TELAWIW OnLine: Dolina Jordanu – 10 km na wschód od palestyńskiego miasta Jerycho – ostry zjazd z szosy nr 90 pod szyldem z napisem „Qasr al-Yahud” – zagajnik, wąska droga między rzadkimi, zakurzonymi palmami i kaktusami; biegnące luzem stada wychudzonych wielbłądów w kłębach piachu. Tak wyglądała „Kraina opuszczonych klasztorów” w 2011, gdy Izrael pierwszy raz po 40 paru latach… – otworzył ją dla turystów.

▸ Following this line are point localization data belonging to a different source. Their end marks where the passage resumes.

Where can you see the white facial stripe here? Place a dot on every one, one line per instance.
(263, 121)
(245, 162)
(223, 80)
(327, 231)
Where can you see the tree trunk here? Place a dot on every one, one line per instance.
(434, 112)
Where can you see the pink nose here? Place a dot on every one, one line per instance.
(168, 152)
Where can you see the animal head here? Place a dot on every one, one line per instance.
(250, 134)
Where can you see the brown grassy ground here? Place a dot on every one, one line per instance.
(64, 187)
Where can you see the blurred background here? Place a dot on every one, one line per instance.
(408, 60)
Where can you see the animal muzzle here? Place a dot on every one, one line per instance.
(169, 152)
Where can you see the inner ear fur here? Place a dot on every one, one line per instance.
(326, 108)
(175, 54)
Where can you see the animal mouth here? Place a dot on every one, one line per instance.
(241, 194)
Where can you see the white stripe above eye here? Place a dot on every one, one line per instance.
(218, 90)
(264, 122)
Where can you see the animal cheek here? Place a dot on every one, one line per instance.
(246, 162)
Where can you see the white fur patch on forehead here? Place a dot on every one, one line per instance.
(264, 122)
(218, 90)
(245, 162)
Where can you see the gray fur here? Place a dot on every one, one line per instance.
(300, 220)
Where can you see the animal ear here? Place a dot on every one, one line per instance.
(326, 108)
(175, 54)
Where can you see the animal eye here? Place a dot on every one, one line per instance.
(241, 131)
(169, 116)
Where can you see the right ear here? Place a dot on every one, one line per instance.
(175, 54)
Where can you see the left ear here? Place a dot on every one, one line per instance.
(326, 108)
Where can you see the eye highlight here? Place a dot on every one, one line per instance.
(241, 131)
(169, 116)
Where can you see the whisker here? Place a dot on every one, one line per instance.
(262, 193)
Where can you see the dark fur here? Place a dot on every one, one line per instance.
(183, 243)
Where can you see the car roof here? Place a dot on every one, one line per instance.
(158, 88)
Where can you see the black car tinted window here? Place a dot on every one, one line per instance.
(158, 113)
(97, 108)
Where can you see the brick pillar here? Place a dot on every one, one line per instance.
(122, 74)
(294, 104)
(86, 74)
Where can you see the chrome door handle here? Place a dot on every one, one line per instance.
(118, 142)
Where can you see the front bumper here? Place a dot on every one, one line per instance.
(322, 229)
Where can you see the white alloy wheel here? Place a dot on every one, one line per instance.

Qasr al-Yahud” to miejsce, gdzie starożytni Żydzi po słynnym „Wyjściu z Egiptu i urozmaiconej 40-letniej wędrówce w te i nazad po Półwyspie Synajskim przeszli suchą nogą przez Jordan w drodze do Kanaan. Dokładnie w tym samym miejscu z 1250 lat później Jan Chrzciciel ochrzcił Jezusa. Izraelczycy zajęli ten teren w Wojnie Sześciodniowej w 1967 roku.
Od 1968 roku cała ta strefa koło granicy z Jordanią – z kilkunastoma opustoszałymi klasztorami, pustymi dzwonnicami i kaplicami różnych wyznań – była zaminowana i pilnie strzeżona w obawie przed terrorystami. Jako pierwsze ocknęło się Królestwo Haszymidzkie, budując po swojej stronie rzeczki Jordan…”stylowy kościół” i obsadzając go palmami.
„Qasr al-Yahud” to po arabsku „Żydowski zamek” – nazwa pochodzi od pobliskiego klasztoru Jana Chrzciciela (architektura obronna). W Izraelu chrześcijańscy pielgrzymi mieli do dyspozycji „alternatywne miejsce” nad Jordanem w północnej części kraju. Wyjątek zrobiono jedynie dla papieża-Polaka JPII, gdy pielgrzymował tu w roku 2000. Dzisiaj odwiedził to miejsce sekretarz stanu Mike Pompeo, uważany za ew. następcę Trumpa.